The good news is that FinCEN will not issue rules without first consulting stakeholders on its proposal. According to the spokesperson, a 90-day comment period will provide GPs the opportunity to make the case why not all investment advisers should be obligated to file a suspicious activity report (SAR) at the first sign of trouble. Stakeholders keen to gain a handle on the issue before then can look to similar proposals made by FinCEN in 2003 that were later abandoned due in part to difficulties in defining hedge and private equity funds (a challenge removed by using SEC registration as a litmus test).
Even better news is that, if passed, sources say the rule is unlikely to be a significant compliance burden. Paul Hastings banking partner Kevin Petrasic says private equity and hedge firms have already essentially constructed compliance programs capable of detecting suspicious trading activity. GPs for instance must file currency transaction reports for any trade north of $10,000, and all US persons, including fund managers, are beholden by trading rules enforced by the Office of Foreign Assets Control. Petrasic says a less pronounced risk may be a GP filing too many SAR reports, which could lead to questions of why a firm was encountering so much shady dealing.
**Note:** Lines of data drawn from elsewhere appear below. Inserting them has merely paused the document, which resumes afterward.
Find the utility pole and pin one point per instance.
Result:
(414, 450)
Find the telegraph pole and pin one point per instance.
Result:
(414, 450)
At any rate, it’s safe to say compliance officers would prefer not having to add another regulator to their growing list of supervisors. The solution of course is the same as it has always been whenever an ill-fitting proposal on the industry arises: engage, educate and explain the private equity model to regulators, who may not always be familiar with what compliance with their rules means in practice. Fingers crossed they get it right.